The current President Dilma Rousseff has been forced out of office, and Vice President Michel Temer has been selected as interim leader for 180 days. Recently Rio has been battling a recession and the economy has shrank around 4% last year. The state is reliant on oil royalties and prior governments had awarded billions in tax exemptions resulting in depleted financial resources
The latest fallout from a financial crisis is the state social service department claims three of the sixteen government run meal centers were being completely closed and breakfast service was being dropped at five other locations. This has fueled fears about whether Rio De Janeiro can afford police officers and a subway line ahead of the Games.
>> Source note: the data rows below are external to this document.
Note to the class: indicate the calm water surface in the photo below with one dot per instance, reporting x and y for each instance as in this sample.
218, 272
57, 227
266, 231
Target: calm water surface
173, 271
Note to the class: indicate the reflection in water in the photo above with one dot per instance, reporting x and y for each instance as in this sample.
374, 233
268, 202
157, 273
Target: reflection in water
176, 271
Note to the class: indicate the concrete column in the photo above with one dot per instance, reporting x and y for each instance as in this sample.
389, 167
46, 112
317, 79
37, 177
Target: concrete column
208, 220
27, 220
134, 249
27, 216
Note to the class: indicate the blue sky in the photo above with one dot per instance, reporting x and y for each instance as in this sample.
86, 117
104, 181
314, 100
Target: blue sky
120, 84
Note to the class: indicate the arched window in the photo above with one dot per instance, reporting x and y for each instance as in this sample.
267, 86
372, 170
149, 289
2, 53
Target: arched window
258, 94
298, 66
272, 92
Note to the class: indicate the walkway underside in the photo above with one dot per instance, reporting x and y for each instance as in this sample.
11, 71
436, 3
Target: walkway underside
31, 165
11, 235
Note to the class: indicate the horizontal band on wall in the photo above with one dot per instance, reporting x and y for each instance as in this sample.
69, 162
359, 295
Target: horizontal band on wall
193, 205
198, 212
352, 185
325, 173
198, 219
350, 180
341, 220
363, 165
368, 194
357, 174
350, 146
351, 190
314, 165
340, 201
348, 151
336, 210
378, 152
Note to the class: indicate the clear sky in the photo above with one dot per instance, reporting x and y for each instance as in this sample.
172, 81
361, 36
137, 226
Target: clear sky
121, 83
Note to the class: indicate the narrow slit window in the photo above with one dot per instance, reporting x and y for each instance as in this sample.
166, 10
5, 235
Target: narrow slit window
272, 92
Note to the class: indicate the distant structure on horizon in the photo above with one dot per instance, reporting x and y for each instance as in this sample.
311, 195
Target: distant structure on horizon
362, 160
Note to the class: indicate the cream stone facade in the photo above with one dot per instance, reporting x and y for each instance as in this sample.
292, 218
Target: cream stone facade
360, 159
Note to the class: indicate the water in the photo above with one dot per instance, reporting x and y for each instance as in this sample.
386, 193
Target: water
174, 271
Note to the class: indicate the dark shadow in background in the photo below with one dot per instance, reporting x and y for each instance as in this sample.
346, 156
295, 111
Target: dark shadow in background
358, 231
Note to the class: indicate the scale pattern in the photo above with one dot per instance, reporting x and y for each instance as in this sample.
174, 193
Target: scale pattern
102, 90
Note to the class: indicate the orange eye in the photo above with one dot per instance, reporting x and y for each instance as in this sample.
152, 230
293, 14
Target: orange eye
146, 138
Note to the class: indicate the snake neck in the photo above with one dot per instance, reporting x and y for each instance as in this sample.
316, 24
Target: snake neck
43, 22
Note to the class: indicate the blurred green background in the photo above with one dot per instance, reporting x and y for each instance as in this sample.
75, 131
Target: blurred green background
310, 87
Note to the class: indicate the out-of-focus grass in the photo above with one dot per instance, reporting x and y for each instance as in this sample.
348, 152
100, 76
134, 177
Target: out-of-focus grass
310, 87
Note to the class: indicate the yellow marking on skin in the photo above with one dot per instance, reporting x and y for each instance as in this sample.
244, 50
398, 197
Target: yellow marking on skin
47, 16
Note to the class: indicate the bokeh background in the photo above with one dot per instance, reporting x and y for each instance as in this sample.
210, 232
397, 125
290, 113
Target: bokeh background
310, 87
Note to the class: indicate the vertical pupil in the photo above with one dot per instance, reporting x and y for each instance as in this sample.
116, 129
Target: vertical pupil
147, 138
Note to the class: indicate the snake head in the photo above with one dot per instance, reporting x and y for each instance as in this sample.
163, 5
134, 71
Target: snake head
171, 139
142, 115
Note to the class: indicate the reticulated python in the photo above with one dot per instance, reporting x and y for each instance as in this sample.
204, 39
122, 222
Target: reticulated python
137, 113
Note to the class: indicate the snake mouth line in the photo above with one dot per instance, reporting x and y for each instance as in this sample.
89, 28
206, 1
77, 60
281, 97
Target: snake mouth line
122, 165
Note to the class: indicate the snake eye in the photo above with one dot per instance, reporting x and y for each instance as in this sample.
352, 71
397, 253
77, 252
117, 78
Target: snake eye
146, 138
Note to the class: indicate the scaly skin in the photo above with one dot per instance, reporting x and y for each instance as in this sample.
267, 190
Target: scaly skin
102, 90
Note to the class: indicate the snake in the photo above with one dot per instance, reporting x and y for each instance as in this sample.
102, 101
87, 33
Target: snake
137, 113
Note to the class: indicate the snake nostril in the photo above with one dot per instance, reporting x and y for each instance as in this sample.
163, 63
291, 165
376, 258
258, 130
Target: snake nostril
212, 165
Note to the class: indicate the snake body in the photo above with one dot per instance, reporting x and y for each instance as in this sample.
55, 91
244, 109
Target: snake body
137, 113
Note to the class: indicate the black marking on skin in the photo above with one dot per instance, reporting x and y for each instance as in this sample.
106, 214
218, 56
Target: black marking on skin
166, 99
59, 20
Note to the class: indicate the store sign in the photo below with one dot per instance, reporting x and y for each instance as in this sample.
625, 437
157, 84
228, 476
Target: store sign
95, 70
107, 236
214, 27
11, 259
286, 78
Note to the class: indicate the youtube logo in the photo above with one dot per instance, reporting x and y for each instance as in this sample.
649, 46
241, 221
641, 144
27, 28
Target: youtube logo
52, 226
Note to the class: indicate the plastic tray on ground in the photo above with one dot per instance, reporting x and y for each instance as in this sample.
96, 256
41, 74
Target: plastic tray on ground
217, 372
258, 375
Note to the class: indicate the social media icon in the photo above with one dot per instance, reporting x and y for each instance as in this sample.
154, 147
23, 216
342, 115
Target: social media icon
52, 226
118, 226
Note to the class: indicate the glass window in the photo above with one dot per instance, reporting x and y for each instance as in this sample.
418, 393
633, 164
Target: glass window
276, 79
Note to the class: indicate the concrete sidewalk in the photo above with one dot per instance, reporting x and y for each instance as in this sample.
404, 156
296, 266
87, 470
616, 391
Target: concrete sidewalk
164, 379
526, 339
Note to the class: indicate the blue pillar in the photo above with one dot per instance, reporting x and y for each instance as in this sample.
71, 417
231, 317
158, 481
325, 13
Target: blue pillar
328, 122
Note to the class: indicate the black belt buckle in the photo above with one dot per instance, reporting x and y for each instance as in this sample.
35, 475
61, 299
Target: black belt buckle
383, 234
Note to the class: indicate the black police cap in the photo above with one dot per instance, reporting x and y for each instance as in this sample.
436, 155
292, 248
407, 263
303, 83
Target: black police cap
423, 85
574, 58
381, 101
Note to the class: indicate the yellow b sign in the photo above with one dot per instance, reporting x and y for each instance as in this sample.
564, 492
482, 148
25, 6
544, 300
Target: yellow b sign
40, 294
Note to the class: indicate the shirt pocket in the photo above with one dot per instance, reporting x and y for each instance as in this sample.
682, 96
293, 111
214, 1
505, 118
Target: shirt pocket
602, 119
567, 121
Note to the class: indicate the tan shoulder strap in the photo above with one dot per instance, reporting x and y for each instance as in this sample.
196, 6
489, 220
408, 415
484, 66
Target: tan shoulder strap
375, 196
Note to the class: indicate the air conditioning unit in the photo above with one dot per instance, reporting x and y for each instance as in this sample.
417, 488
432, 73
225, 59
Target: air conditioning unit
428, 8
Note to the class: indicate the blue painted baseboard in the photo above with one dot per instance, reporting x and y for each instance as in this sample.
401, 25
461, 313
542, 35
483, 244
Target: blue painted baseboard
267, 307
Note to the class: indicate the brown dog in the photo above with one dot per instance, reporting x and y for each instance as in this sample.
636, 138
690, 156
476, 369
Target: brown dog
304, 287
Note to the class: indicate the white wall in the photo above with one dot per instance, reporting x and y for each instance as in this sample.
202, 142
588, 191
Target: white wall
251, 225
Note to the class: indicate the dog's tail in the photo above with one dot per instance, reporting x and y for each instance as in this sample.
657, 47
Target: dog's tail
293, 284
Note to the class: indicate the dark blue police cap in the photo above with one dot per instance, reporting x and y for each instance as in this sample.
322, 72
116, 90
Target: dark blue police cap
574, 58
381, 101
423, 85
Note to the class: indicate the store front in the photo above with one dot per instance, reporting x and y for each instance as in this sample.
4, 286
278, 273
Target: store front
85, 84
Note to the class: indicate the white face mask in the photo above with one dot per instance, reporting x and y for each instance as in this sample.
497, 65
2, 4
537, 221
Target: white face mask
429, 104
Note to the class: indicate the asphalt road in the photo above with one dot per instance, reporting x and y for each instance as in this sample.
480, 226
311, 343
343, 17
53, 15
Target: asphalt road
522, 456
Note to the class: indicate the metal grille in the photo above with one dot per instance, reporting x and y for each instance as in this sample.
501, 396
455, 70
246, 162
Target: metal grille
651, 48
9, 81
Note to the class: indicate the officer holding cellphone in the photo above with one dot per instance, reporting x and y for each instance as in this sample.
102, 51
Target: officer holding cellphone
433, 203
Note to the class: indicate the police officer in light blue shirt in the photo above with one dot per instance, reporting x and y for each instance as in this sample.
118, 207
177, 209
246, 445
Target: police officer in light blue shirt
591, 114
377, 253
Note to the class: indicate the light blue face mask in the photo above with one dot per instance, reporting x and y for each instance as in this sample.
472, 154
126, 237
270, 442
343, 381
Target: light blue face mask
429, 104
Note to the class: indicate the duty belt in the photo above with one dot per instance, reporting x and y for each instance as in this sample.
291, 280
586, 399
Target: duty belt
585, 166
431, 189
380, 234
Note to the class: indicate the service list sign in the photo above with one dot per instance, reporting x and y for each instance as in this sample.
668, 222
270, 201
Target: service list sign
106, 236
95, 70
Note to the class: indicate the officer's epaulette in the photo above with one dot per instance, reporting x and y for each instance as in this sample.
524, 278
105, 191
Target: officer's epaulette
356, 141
The Current status of the readiness for the Olympic Games has been touted as almost 100% complete, since a senior IOC official claimed preparations for the Games as “Worst Ever” during 2014. Which lead to organizers into speeding up overall construction. Gustavo Nascimento, head of venue management for Rio 2016 has stated “Everything’s going to be ready on time. We’re going to deliver the park fully commissioned on July 24 when we welcome the athletes for training.”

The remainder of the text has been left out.